NELP: New Report Documents Expansion of Predatory Practices at Big Banks Nationwide
New Report Documents Expansion of Predatory Practices at Big Banks Nationwide
Bank workers, NELP to brief members of Congress on big banks’ predatory retail tactics and abusive sales metrics
Washington, DC – Big banks bailed out by U.S. taxpayers continue to aggressively push high interest credit cards and other unnecessary financial products on customers, according to a new report by the National Employment Law Project (NELP). Analysis of industry data, class action lawsuits and interviews with dozens of frontline bank workers reveal the unscrupulous tactics that Wells Fargo and other major U.S. banks are using to force predatory products onto customers. On Friday, frontline bank workers affiliated with the Committee for Better Banks and experts from NELP will brief Rep. Keith Ellison (D-MN) and other members of Congress on the need to protect consumers and workers by crafting new regulations that cease predatory banking practices and aggressive sales metrics systems.

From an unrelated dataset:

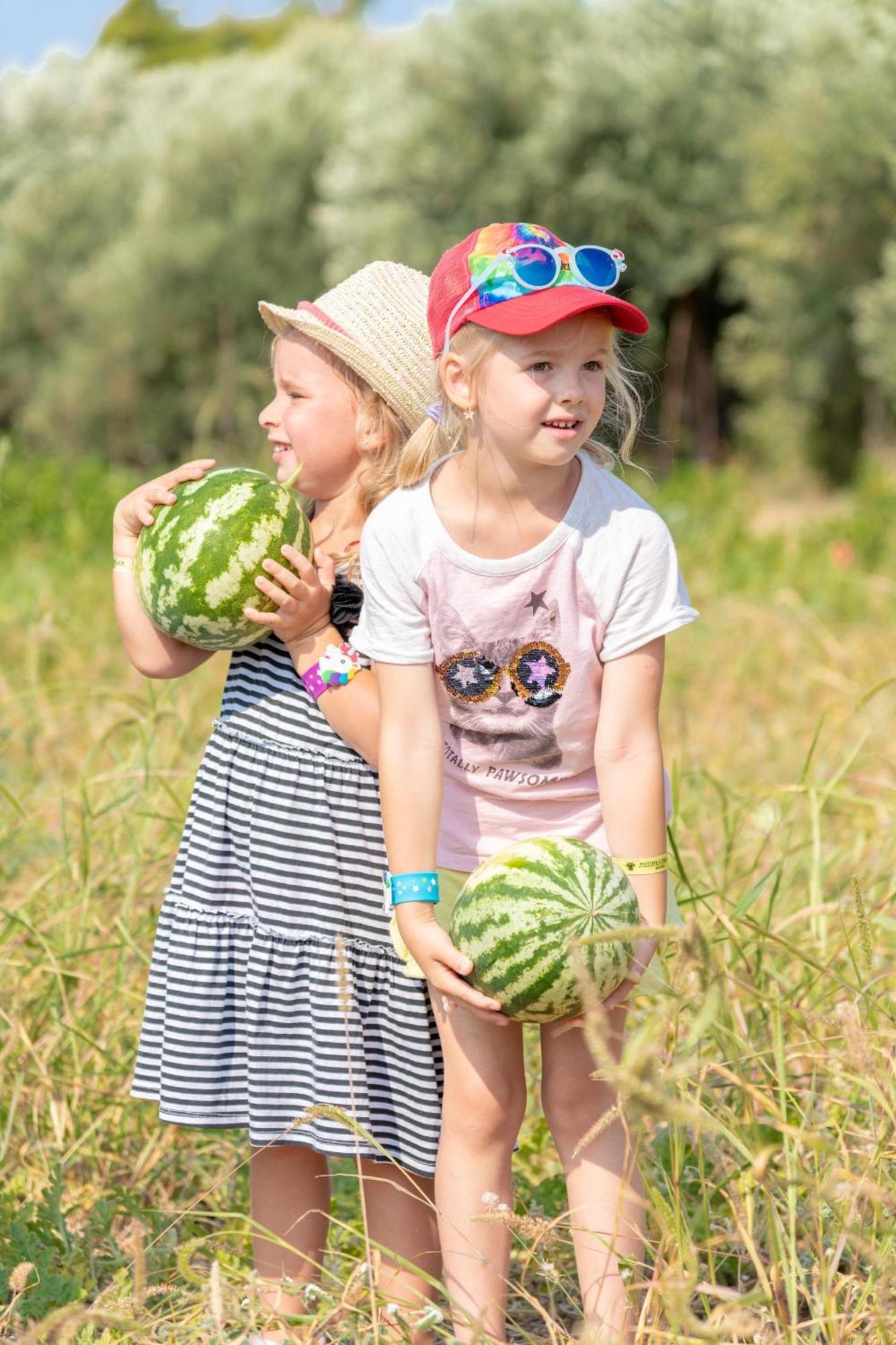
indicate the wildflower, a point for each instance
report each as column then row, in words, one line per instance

“Eight years after the financial crash, Wall Street CEOs and shareholders are filling their personal bank accounts with earnings from immoral and exploitive bank sales quota systems,” said Anastasia Christman, Deputy Program Director at NELP and author of the report. “Big banks are using frontline workers to pull the wool over ordinary consumers’ eyes. Americans trust bank tellers, but these individuals face the impossible choice of pushing high interest credit cards and other predatory ‘products’ just to keep their jobs.”
The report, Banking on the Hard Sell, finds that in the past six years, consumer complaints to the Consumer Financial Protection Bureau concerning retail banking have risen—in the past year alone complaints increased by 34 percent. Banks continue to reap the rewards from predatory retail tactics: Wells Fargo derived over a quarter of its revenue from predatory fees last year, and the average bank CEO takes home around 455 times the average American worker’s salary. The report finds that low-paid bank workers are ultimately the ones who must directly grapple with the reckless demands of these executives, as predatory incentive programs force them to choose between the consumer’s best interests and earning a living wage.

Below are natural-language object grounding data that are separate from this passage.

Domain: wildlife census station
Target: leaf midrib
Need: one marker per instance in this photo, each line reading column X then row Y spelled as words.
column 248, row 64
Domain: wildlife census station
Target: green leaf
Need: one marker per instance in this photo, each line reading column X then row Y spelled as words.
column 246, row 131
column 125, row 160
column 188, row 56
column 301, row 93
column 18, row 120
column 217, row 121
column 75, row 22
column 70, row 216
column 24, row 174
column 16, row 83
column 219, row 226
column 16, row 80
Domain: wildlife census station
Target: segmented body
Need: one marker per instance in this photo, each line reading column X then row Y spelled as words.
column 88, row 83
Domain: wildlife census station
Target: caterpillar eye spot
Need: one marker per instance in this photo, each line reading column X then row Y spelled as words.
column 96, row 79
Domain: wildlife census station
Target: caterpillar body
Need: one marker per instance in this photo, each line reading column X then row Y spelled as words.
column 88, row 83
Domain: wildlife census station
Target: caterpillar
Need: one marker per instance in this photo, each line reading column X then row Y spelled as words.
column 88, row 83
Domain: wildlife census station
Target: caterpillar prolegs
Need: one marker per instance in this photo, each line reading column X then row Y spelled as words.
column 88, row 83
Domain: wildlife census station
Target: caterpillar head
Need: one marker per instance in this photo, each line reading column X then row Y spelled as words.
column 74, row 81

With low-wage bank tellers and managers operating under hostile work conditions and threats of losing their jobs if they don’t sell these problematic products, bank workers are mobilizing across dozens of states including Massachusetts, California, Texas, Missouri, Rhode Island, Minnesota and Florida through the Committee for Better Banks. The Committee for Better Banks brings together bank workers, consumers and advocates to end the high pressure sales goals that lead to predatory banking practices. Members include Make the Road New York, New York Communities for Change (NYCC), Minnesotans for Fair Economy, New Jersey Communities United, Jobs with Justice and local affiliates, the Communications Workers of America union (CWA) and UNI Global Union.
“When I came to the United States as a refugee, I was excited to find what I thought was a good job at a major bank, but the pressures we face keep me up at night,” said Khalid Taha, a Wells Fargo Personal Banker from San Diego and a member of the Committee for Better Banks. “If Wells Fargo is serious about serving customers, then it should listen to us — the professional customer service representatives on the frontlines. I want to help customers without worrying that I’ll lose my job if I don’t sell an insane amount of credit cards and loans.”
The new report details how America’s biggest banks continue to view workers and customers as “sales machines.” One Bank of America worker recalled a meeting when a co-worker explained why he didn’t push a new product onto his customer, noting: “He said the account was overdrawn and the customer said she was out of work and had just lost her job. The manager told the worker that they should have offered a credit card because it’s not our responsibility for them to pay the bill, just to make the sale.”
NELP and frontline bank workers will present key findings from the report at the Congressional briefing today including:
- Consumer complaints to CFPB are rising: In the last six years, the number of complaints to the Consumer Financial Protection Bureau concerning “Bank Account or Services” and “Debt Collection” continues to rise. Between 2014-2015 and 2015-2016, complaints to CFPB rose 34 percent.
- Predatory fees remain significant source of revenue for banks: Fees and services charges on deposit accounts, credit cards and other products accounted more than a quarter of Wells Fargo’s revenue last year. Americans spent $32 billion on bank overdraft fees in 2013 alone.
- Workers suffer under abusive sales metrics: Big banks’ reckless and predatory sales quota system robs the 1.7 million Americans working in retail banking of basic economic security. Bank workers’ wages have been dropping since the 1970s, and nearly one in three are paid less than $15/hr.
- Big banks are reaping the rewards: The average bank CEO takes home approximately 455 times the average American worker’s salary, and record profits continue to grow backed by customers’ unnecessary credits cards, multiple accounts and complicated financial tools with their own sets of fees and requirements.
NELP’s investigation also found that many workers have no viable avenue to report unethical or illegal sales tactics in the U.S. While many workers say they enjoy helping people in a customer service role, these functions often have to take a back seat to selling various banking “solutions” to earn critical incentive pay. In the European Union, Brazil and other countries workers and banking leaders have partnered to protect customers and improve working conditions.